Sreejith Perunthachan not only lists the shortest short stories by authors like MT Vasudevan Nair, Basheer and Madhavikutty, among others but also reflects on literary works in connection in the book.

A collage of the book cover of Kadha Nurukk, green in colour with white Malayalam title, and of its author Sreejith Perunthachan in black and white, looking a little to the sideKadha Nurukku and Sreejith Perunthachan
Features Literature Sunday, August 29, 2021 - 15:05

Perhaps it was all the reading that he did as a student of Malayalam Literature that made Sreejith Perunthachan so curious about the ways of writers. If at one point he wondered what were the favourite words of the writers who work with thousands of words every day, at another he wanted to know what was the shortest story each of them had written. Both ended up as books by Sreejith, a journalist who’s made it a habit to find answers to his curious questions and then publish them for equally curious readers. The newest of these books – Kadha Nurukk (Flash Stories) – contains details of the shortest stories written by 46 Malayalam writers.

It all began with Sreejith’s visit to meet legendary writer MT Vasudevan Nair on the latter’s 80th birthday. While a small crowd gathered at his Kozhikode abode with wishes and greetings, MT took Sreejith to a corner to talk about his shortest tale Jalavidya (Magic). Sreejith watched fascinated as MT’s face grew expressive as he narrated the story about the magician who did wonders, but could not convince the people of a certain land of his originality. The certain place happened to be Kerala. “His eyes grew wide as he explained the last scene of the magician cutting out his heart and the people said it is a goat’s, not the man’s,” Sreejith says, excited that the great writer who has a reputation for being short with people granted so much of his time and energy to an admirer.
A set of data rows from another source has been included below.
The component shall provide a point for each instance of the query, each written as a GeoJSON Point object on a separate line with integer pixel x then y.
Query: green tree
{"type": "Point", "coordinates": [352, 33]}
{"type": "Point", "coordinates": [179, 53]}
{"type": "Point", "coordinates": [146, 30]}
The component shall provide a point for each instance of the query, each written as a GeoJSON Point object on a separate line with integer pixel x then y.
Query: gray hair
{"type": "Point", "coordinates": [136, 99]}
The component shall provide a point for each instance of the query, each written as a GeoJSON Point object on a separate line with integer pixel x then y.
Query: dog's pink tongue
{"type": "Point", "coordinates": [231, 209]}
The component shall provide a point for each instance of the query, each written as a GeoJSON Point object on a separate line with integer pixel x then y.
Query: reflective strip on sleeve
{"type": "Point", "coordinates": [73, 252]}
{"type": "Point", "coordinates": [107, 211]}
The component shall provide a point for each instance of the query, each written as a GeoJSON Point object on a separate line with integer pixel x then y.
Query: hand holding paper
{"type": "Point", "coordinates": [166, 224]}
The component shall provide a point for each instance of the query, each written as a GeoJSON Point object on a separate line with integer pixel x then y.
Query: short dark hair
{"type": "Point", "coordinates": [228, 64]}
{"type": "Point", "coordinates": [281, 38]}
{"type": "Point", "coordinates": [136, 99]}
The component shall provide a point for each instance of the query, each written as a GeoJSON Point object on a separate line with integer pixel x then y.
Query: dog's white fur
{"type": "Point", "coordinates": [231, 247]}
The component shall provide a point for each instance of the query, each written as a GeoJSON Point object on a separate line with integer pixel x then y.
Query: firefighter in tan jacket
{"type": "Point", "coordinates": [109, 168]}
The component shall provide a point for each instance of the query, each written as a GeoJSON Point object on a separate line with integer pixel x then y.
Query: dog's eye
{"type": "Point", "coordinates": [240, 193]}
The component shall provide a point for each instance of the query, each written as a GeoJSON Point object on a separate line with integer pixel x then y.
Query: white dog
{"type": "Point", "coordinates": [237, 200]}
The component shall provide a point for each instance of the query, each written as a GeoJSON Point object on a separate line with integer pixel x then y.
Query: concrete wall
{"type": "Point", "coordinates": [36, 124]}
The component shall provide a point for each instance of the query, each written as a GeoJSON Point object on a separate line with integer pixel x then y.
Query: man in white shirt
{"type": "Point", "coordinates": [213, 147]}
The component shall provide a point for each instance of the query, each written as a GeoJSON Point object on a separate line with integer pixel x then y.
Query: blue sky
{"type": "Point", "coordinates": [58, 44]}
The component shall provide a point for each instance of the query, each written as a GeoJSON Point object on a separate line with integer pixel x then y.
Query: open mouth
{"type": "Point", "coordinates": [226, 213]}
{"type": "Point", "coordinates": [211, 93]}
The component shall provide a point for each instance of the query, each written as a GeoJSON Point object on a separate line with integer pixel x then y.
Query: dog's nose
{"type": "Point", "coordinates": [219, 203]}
Jalavidya is one Sreejith’s favourite in the book, and the longest among the shortest short stories he chose – a page in all. The shortest is Vaishakan’s Mathetharathvam (secularism), a single line long. It goes: “Jaathikum mathathinum ethire adhideeramai poradiya aa mahaan nammude jaathiyaanu”. Meaning, the great man who fought bravely against caste and religion belongs to our caste.

In each of the 46 tales, Sreejith can’t help adding bits connecting one story to another, either by the same writer or a different one. He sounds like a teacher as he inadvertently launches into a short analysis of the stories. “It sort of jumps out of me, it is not planned,” he confesses.   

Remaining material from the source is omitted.